Monday, June 11, 2012

Correcting The Harm Global Elites Do

In a brilliantly perceptive piece Chris Hayes wonders why elites are so incompetent. Why they always seemed to create messes of sometimes global proportions behind them. It is due to the tendency of all those in power whether they be left or right wing to leave the mechanics of governing to others.

 Hayes credits Robert Michels,a German social theorist for putting his finger on the mechanism involved.

"At first, he joined the Social Democratic Party, but he ultimately came to view it as too bureaucratic to achieve its stated aims. “Our workers’ organization has become an end in itself,” Michels declared, “a machine which is perfected for its own sake and not for the tasks which it could have performed.”
Any organization must delegate to the few professionals who must run the machine. Sooner or later the professionals become so expert in the machine they cut off conversation with the rest of us and believe that they have the magic solutions to solve complex problems.
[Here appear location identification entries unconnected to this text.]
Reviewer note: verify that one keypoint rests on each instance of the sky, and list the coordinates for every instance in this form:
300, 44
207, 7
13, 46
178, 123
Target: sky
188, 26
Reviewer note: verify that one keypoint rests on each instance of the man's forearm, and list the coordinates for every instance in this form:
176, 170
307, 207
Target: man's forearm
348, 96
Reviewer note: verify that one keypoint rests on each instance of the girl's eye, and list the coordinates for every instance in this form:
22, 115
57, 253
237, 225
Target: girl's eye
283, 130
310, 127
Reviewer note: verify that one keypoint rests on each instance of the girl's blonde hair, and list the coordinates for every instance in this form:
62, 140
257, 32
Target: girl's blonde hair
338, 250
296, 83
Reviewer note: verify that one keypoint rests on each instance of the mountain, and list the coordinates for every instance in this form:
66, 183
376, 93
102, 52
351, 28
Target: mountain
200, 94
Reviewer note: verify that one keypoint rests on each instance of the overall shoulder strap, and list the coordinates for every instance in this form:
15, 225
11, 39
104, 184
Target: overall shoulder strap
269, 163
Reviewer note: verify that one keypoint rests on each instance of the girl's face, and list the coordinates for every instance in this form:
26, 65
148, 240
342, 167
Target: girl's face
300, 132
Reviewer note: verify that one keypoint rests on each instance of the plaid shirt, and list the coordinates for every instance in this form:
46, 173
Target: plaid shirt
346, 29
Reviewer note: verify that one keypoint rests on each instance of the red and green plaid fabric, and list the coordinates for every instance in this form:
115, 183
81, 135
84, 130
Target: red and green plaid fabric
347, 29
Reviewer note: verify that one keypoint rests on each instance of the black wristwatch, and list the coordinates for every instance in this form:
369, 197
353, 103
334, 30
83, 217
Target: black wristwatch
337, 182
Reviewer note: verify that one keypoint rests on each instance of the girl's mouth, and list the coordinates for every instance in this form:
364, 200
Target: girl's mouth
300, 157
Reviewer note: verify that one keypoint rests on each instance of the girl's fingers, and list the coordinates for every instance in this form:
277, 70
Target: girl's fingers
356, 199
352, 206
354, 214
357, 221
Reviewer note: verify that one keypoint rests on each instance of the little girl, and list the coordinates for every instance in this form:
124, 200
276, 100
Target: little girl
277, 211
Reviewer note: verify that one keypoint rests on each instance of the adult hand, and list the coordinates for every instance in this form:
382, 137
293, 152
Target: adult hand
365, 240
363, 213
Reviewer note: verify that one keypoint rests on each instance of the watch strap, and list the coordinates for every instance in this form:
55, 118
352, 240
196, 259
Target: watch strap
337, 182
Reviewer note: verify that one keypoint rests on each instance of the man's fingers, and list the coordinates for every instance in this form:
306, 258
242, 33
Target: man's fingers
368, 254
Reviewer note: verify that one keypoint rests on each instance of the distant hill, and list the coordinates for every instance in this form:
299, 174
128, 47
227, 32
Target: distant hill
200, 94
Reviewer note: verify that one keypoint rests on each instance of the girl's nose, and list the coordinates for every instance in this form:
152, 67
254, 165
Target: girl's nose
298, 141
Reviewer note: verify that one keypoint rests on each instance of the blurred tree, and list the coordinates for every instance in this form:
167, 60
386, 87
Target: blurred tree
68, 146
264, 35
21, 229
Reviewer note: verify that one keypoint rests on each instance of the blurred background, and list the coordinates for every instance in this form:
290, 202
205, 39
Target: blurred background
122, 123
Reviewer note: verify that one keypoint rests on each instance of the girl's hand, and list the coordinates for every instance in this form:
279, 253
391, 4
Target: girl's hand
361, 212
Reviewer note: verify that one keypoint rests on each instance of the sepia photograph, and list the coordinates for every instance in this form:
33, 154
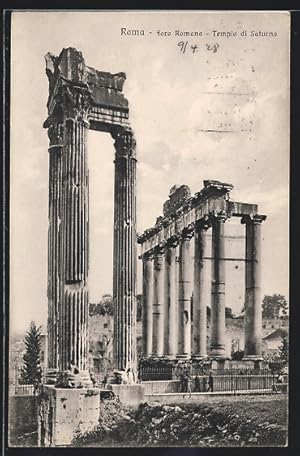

Meanwhile we cannot understand what they are talking about.

“Without wishing it,” Michels says, there grows up a great “gulf which divides the leaders from the masses.” The leaders now control the tools with which to manipulate the opinion of the masses and subvert the organization’s democratic process. “Thus the leaders, who were at first no more than the executive organs of the collective, will soon emancipate themselves from the mass and become independent of its control.”All this flows inexorably from the nature of organization itself, Michels concludes, and he calls it “The Iron Law of Oligarchy”: “It is organization which gives birth to the dominion of the elected over the electors, of the mandataries over the mandators, of the delegates over the delegators. Who says organization says oligarchy.”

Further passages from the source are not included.